Freddie Mac’s latest Primary Mortgage Market Survey (PMMS) has found that the 30-year fixed-rate mortgage (FRM) averaged 2.77% for the week ending August 5, 2021, down from last week when it averaged 2.80%. A year ago at this time, the 30-year FRM averaged 2.88%.
Also this week, the 15-year FRM averaged 2.10% with an average 0.6 point, unchanged from last week. A year ago at this time, the 15-year FRM averaged 2.44%.
“With global market uncertainty surrounding the Delta variant of COVID-19, we saw 10-year Treasury yields drift lower and consequently mortgage rates followed suit,” said Sam Khater, Chief Economist at Freddie Mac. “The 30-year FRM dipped back to where it stood at the beginning of 2021, and the 15-year fixed remained at its historic low. This bodes well for those still looking to refinance, renovate or even purchase a new home.”
Realtor.com Chief Economist Danielle Hale said, "Upcoming economic data will provide some clues about how much the Delta-variant surge is impacting the economic recovery and what that might mean for the future. Wednesday’s data on private hiring from ADP shows that July added fewer than half as many jobs as June. This has lowered expectations for Friday’s jobs report and a better than expected report could mean a corresponding uptick in mortgage rates as early as Friday. Whether that continues into the following week will be dependent on the news and data of the day. Eventually, we expect rates to begin to climb, but the timing of this increase is dependent on how the latest health threat evolves and its impact on the Fed’s monetary stance."
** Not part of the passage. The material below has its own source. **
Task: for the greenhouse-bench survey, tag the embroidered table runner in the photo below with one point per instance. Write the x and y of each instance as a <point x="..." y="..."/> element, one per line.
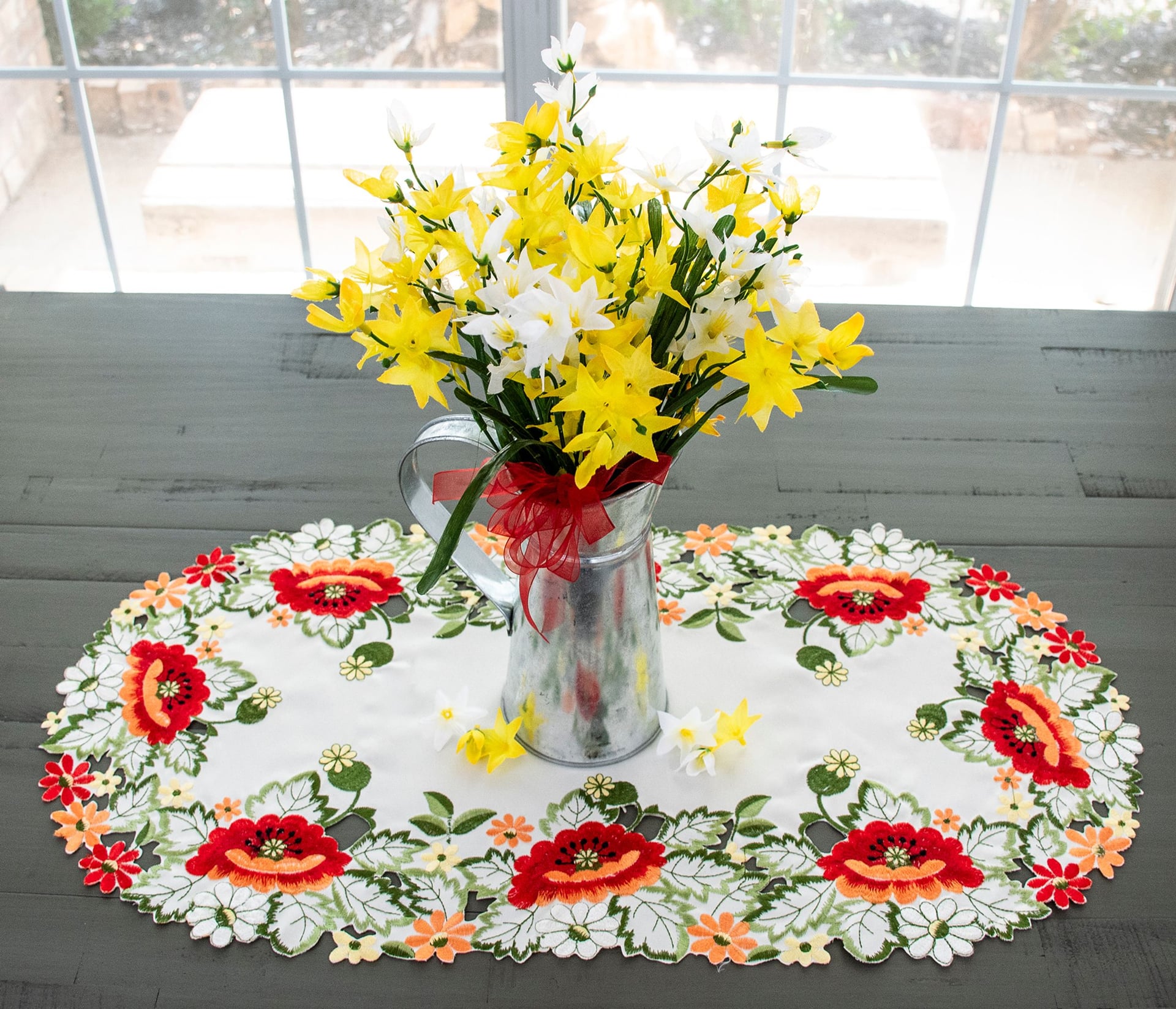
<point x="947" y="727"/>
As rates continue to drop, refis continue to hold a lion’s share of mortgage application volume, as the refi share of mortgage activity increased slightly this week to 67.6% of total applications from 67.5% the previous week, according to the Mortgage Bankers Association (MBA).
As Khater noted, with the opportunity to save extra money through a refi, many homeowners are targeting upgrades and renovations by taking advantage of rates still below the 3% margin.
Bank of America recently issued its “2021 Homebuyer Insights Report: Home Improvement and Equity Spotlight,” which found that two-thirds of younger homeowners surveyed planned to renovate their homes this year. The survey found that there is no lack of means in which to perform these renovations, as real home equity reached a new peak of $20.2 trillion in Q2 of 2021.
Spurred by pandemic-related factors such as remote work situations and the need for a home office, and more recreational space for the family has led many owners to tailor their homes to their needs. Twice as many respondents in the Bank of America poll reported they’re approaching home improvements as a means of greater enjoyment in their living space (67%), compared to those seeking to increase their home’s value (33%).
Home prices continue to rise, as short supply has played a role in this latest price hike. CoreLogic reports in its latest Home Price Index (HPI) and HPI Forecast for June 2021 has found that home prices nationwide increased 17.2% compared to June 2020, a rate not seen for this metric since the late-1970s.
“With plenty of cash on the sidelines, along with very low mortgage rates, prices are heading up and affordability will become a more acute issue for the foreseeable future,” said Frank Martell, President and CEO of CoreLogic.